Efficacy and Safety of a Single Dose of Dexamethasone Pre Docetaxel Treatment: the Auckland Experience

Abstract

ABSTRACT Aim: Auckland City Hospital implemented a change to single intravenous (IV) pre-medication (pre-med) 20mg dose of dexamethasone pre-docetaxel treatment, because of patient (pt) reports of un-wanted side effects of insomnia, reflux-oesophagitis, weight gain with multi-dose regimens, and treatment delays to missed oral pre-med doses of dexamethasone. The new pre-med regimen was based on data by Choudham, J Oncol Pharm Practice, 2011. Methods: An audit tool was developed and data were collected prospectively to identify the impact of symptoms and overall safety in pts receiving this regimen. All pts received outpatient treatment at 3 week intervals. 610 cycles of docetaxel were administered to 160 pts with breast, lung, prostate, head & neck cancer who received the following regimens; FEC-D, TC, TH, TCH, Docetaxel, Docetaxel/Carboplatin±trastuzumab, and TPF. Demographics; 126 female and 34 male, median age 53 years (range 28-78). 134 pts commenced treatment with single pre-med dose of dexamethasone (SD).

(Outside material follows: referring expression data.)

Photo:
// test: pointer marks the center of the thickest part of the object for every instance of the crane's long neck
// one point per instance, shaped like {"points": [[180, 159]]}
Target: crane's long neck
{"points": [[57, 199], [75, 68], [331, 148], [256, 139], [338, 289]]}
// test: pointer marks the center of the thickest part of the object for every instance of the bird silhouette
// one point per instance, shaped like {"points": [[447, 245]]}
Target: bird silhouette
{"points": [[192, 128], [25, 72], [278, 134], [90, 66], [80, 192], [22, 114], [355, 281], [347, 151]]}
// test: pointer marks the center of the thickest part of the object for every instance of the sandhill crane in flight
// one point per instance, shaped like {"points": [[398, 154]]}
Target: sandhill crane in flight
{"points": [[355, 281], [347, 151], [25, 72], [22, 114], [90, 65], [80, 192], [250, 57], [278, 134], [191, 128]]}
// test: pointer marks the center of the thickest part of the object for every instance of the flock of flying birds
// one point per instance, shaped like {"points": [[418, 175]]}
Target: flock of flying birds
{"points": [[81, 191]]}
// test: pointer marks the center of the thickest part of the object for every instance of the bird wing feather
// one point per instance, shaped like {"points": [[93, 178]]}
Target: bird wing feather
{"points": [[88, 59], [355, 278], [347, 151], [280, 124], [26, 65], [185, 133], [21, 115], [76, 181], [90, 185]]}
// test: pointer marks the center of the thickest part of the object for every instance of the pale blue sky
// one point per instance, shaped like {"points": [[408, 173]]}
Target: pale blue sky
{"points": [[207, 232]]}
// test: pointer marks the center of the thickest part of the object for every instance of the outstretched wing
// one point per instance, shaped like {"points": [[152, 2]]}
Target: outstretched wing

Multi-day (MD) group comprised various IV/PO dexamethasone regimens ranging from day -1 to day 4 (n = 26). The MD group included prostate pts who received IV 20mg dexamethasone plus prednisone 5mg PO BD continuously. Oedema at/before cycle 3 in SD and MD groups were compared. Results: Infusion hypersensitivity reactions (HSR) occurred in 17 cycles (3%) and in 13 patients (8%). 1 pt experienced a severe reaction, leading to treatment discontinuation. Docetaxel was successfully re-administrated after corticosteroids and anti-histamine in all 16 mild/moderate HSR. No HSR occurred after cycle 4. Only 1 pt experienced a weight gain of >10%. Oedema Cycle 3 Nausea & vomiting Cycle 1 Hand/foot syndrome (HFS) Cycle 1 SD 11% 32% 29% MD 12% 35% 11% Conclusions: Single dose dexamethasone is an acceptable first-line pre-med for docetaxel, with the option of adding in additional doses as required. Rates of oedema, N&V and weight gain were comparable to MD regimens. Infusion HSR rate is low and acceptable. Anecdotally it results in less insomnia and reflux-oesophagitis, though a formal comparison would be required to demonstrate this conclusively with validated tools. HFS appears to be more common. Disclosure: All authors have declared no conflicts of interest.